Single-cell RNA sequencing (scRNA-seq) was performed on lung biopsies from six lung transplant recipients collected after cold preservation and 2-hour reperfusion (GSE220797) [13]. Data were processed using the “Seurat” package (version 5.2.1). Quality filtering retained genes detected in ≥3 cells and cells expressing 200-6,000 genes with <20% mitochondrial reads. Data were normalized, and the top 2,000 variable genes were selected for downstream analysis. Dimensional reduction (PCA), graph-based clustering (resolution=0.5), and cell-type annotation using established marker genes were subsequently performed [38].

4.11. Molecular Docking

Molecular docking was performed to validate the interaction of barbaloin with its core hub genes. Barbaloin (PubChem CID: 12305761) was energy-minimized via the MM2 force field in ChemBio3D (version14.0) and converted to mol2 format. Crystal structures of PNP (PDB: 1M73) and IL-6 (PDB: 1ALU) were retrieved from the RCSB Protein Data Bank (https://www.rcsb.org). Docking simulations were carried out using CB-Dock2 (https://cadd.labshare.cn/cb-dock2/index.php) [39,40], which predicts binding cavities and calculates binding affinities; the conformation with the lowest binding affinity for each target was selected for visualization and analysis.

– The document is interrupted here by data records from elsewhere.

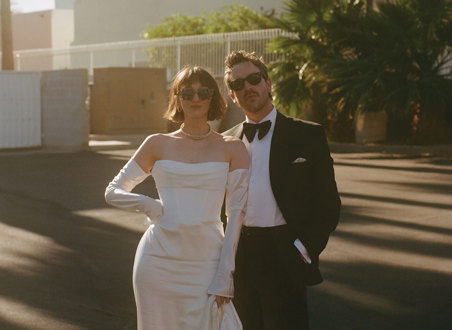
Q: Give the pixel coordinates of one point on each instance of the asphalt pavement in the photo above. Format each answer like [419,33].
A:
[66,257]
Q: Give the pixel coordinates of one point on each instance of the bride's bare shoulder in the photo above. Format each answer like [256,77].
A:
[159,138]
[239,157]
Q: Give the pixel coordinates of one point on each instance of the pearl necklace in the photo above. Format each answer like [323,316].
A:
[193,136]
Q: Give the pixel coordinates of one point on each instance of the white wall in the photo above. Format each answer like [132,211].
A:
[20,109]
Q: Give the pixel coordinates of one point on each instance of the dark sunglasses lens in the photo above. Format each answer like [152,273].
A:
[237,84]
[254,78]
[187,94]
[205,93]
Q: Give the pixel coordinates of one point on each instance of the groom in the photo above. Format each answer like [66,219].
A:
[293,203]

4.12. Molecular Dynamics Simulation

A 200 ns molecular dynamics simulation was performed using GROMACS 2023.2 with the CHARMM36 force field to assess the stability of the PNP-barbaloin and IL-6-barbaloin complexes. The systems were prepared using the CHARMM-GUI server [41], solvated in a TIP3P water box, neutralized, and equilibrated under NVT and NPT ensembles. Production runs were conducted with a 2 fs time step under NPT conditions. Trajectory analyses, including root-mean-square deviation (RMSD), root-mean-square fluctuation (RMSF), and radius of gyration (Rg), were performed to confirm the stable binding and structural integrity of both complexes throughout the simulation [42,43].

4.13. Lung Ischemia-Reperfusion Mouse Model

LIRI was induced in 6-week-old C57BL/6J mice by hilar clamping. All animal procedures were approved by the Biomedical Ethics Committee of Health Science Center of Xi’an Jiaotong University (Approval No. XJTUAE2024-792) and were conducted in accordance with the National Institutes of Health Guide for the Care and Use of Laboratory Animals.

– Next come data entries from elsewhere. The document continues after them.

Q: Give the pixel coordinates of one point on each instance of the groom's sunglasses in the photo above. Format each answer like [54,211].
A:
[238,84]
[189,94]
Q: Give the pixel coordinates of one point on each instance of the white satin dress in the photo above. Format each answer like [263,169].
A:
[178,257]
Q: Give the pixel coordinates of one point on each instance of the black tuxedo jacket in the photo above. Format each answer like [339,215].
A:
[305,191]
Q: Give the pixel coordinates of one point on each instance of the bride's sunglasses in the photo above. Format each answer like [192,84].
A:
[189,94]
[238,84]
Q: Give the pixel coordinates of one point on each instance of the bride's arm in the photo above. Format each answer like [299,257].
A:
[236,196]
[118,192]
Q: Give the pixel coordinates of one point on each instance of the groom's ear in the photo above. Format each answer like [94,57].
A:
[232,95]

After tracheal intubation and mechanical ventilation, a left thoracotomy was performed to expose the lung hilum. Ischemia was achieved by clamping the hilum for 15 min using a non-traumatic microvascular clamp, followed by clamp removal for 20 min of reperfusion. Left lung tissues were then harvested for subsequent analysis [44].

4.14. Cell Culture and Hypoxia/Reoxygenation Model

Human bronchial epithelial cells (BEAS-2B, ATCC CRL 9609) were cultured in DMEM (11965092, Gibco) supplemented with 10% fetal bovine serum (FBS, 10099141, Gibco) at 37 °C in a normoxic incubator (21% O₂, 5% CO₂, 94% relative humidity). To simulate LIRI in vitro, an OGD/R model was established: cells were subjected to 12 h of hypoxia (1% O₂, 5% CO₂, balanced with N₂) in glucose-free DMEM containing barbaloin (0-100 µM, MedChemExpress, HY N0123), followed by 8 h of reoxygenation in complete DMEM (10% FBS) with corresponding barbaloin concentrations under normoxic conditions (21% O₂, 5% CO₂) [45].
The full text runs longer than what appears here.